Multi-architecture deployment
This page covers running bwa-mem3 in heterogeneous compute environments — AWS Batch with mixed instance families, GCP Batch with mixed CPU platforms, on-prem Slurm with mixed nodes, Kubernetes clusters with mixed node pools.
Within x86_64: one binary, dynamic dispatch
bwa-mem3 ships a single x86_64 binary that contains five SIMD kernel tiers (sse41, sse42, avx, avx2, avx512bw) and selects the best one at runtime via __builtin_cpu_supports. See src/simd_dispatch.cpp for the dispatcher and src/kernel_dispatch.h for the per-tier symbol mangling.
Build once at the BASELINE_ARCH floor that matches your fleet’s oldest x86 host.

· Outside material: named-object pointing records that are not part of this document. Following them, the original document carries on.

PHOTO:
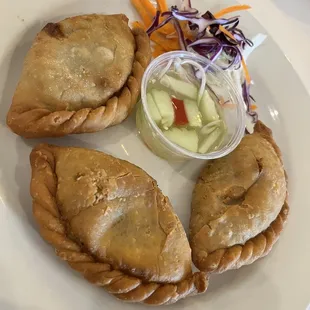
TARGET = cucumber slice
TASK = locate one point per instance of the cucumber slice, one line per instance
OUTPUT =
(164, 104)
(155, 115)
(207, 108)
(207, 129)
(188, 139)
(180, 87)
(209, 141)
(192, 113)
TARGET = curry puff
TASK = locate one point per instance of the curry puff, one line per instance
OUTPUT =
(239, 205)
(109, 220)
(82, 74)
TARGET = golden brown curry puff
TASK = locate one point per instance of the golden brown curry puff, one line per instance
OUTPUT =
(109, 220)
(239, 205)
(81, 74)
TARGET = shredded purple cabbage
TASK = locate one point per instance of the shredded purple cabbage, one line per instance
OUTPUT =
(209, 40)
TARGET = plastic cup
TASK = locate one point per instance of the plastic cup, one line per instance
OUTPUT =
(222, 86)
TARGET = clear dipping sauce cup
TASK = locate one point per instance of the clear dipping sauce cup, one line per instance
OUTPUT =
(222, 87)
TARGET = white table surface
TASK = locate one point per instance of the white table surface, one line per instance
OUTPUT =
(288, 22)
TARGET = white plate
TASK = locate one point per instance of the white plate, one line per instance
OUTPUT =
(33, 278)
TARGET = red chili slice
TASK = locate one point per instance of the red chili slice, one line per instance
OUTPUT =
(179, 112)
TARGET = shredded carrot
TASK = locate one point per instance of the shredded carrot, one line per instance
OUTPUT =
(166, 44)
(146, 18)
(158, 50)
(138, 24)
(246, 71)
(162, 5)
(224, 30)
(231, 9)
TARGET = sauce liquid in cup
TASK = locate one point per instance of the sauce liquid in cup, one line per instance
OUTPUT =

The default BASELINE_ARCH=avx2 covers Intel Haswell (2013) and AMD Zen (2017) onward. Within that floor, every host transparently uses its best available tier for the hot kernel paths.
Across x86_64 and arm64
A single ELF binary cannot span CPU families. You must build two binaries — one for x86_64, one for arm64 — and package them so the right one runs on each host.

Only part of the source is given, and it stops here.